Medizintourismus weltweit im Aufwärtstrend
Weltweit ist der Medizintourismus als Folge der Globalisierung ein wachsender Markt. Etwa 30 Länder engagieren sich in dem Bereich, besonders beliebt sind die USA, Südkorea, Thailand und die Türkei. Auch Deutschland zählt seit vielen Jahren zu einer der führenden Medizintourismusdestinationen und gilt als verhältnismäßig kostengünstig. Im Jahr 2020 haben sich über 65.000 ausländische Patienten aus 177 Ländern in Deutschland behandeln lassen. Aus den europäischen Ländern reisten die meisten Patienten aus Polen (über 10.000) und den Niederlanden (fast 6000) ein. Die meisten Nicht-EU-Patienten kamen aus Russland (mehr als 2000), der Ukraine (etwa 1400) oder Saudi-Arabien (fast 500).
Rückgang russischer Patienten
Trotz Deutschlands Renommees als führende Medizintourismusdestination ist die Nachfrage nach deutschen Kliniken bei internationalen Patienten in den letzten zwei Jahren drastisch gesunken. Mariam Asefi sieht vor allem einen Rückgang bei russischen Patienten. 2020 sank ihre Anzahl um 34 Prozent. Nach der Pandemie sei die Nachfrage dafür aus anderen Nationen, vor allem EU-Ländern und bestimmten arabischen Ländern, wieder gestiegen, jedoch nicht ausreichend, um die Lücke der russischen Patienten zu schließen.
Und das spüren die Krankenhäuser deutlich. So zum Beispiel das Universitätsklinikum Freiburg, das eine Abteilung speziell für Nicht-EU-Patienten unterhält. Auch hier sind die Zahlen aufgrund der Pandemie und der damit einhergehenden Reiseeinschränkungen in den letzten Jahren deutlich zurückgegangen. Im Jahr 2021 wurden etwa 800 der insgesamt rund 90.000 Patienten des Klinikums von der zuständigen Abteilung betreut. Zum Vergleich: Im Jahr 2020 waren es noch 1070. Dabei stammte die Mehrheit von ihnen aus der Ukraine, ein Viertel der Patienten kam aus Russland.
Internationale Bereiche werden aufgelöst
Manche Kliniken haben auch schon vor der Pandemie dem Medizintourismus den Rücken gekehrt.

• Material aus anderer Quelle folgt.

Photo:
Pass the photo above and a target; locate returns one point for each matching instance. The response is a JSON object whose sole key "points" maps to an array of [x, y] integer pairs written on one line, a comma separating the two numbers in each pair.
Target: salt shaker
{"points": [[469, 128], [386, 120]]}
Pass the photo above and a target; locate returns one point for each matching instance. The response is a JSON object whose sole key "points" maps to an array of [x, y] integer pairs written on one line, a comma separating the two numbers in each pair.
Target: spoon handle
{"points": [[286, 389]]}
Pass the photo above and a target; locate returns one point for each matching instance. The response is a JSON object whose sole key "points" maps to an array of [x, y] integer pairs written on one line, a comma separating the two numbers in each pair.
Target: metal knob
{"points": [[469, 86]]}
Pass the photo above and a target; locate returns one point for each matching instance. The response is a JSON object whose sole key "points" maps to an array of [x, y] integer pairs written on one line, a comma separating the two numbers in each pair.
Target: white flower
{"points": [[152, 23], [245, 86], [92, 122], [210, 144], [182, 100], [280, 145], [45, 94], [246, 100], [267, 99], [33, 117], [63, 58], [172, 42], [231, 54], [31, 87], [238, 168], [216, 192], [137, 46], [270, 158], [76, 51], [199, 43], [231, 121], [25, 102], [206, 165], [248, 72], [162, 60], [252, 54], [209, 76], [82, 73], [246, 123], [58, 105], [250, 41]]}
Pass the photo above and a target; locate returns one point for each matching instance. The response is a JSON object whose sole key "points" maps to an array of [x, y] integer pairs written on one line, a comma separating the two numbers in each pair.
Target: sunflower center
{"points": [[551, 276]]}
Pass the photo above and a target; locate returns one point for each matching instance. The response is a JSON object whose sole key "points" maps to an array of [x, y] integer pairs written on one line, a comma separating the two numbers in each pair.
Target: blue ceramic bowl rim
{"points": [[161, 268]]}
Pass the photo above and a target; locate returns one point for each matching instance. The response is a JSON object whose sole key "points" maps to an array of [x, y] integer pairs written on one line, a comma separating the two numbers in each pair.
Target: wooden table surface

Ein Sprecher des Universitätsklinikums Düsseldorf (UKD) betont gegenüber der DW, dass bereits seit einigen Jahren nicht mehr aktiv um internationale Patienten geworben werde. Erlöse aus diesem Bereich seien in der Größenordnung nicht mehr relevant und Medizintourismus sei kein strategisches Feld des UKD.
Ähnliches lässt sich auch in den Berliner Vivantes-Kliniken beobachten. Der eigens für ausländische Patienten eingerichtete Bereich "Vivantes International Medicine" musste zum 31. März dieses Jahres aufgelöst werden, da die Nachfrage immer geringer wurde und sich die Erhaltung finanziell nicht mehr lohnte. Im Jahr 2020 wurden weniger als 1000 Nicht-EU-Patienten behandelt, die meisten kamen aus Russland und dem arabischsprachigen Raum. In den Jahren 2016 bis 2019 waren es noch etwa 1200.
Zukunft ungewiss
Trotz des guten Rufs deutscher Kliniken weltweit steckt der Medizintourismus in Deutschland in der Krise. Inwieweit die Branche sich in den nächsten Jahren von der Corona-Pandemie und dem Ukraine-Krieg erholen kann, ist unklar. Nichtsdestotrotz glaubt Mariam Asefi an die Branche. "Ich bin Befürworterin des Medizintourismus, auch für Deutschland. Gerade in Zeiten der Globalisierung", sagt sie.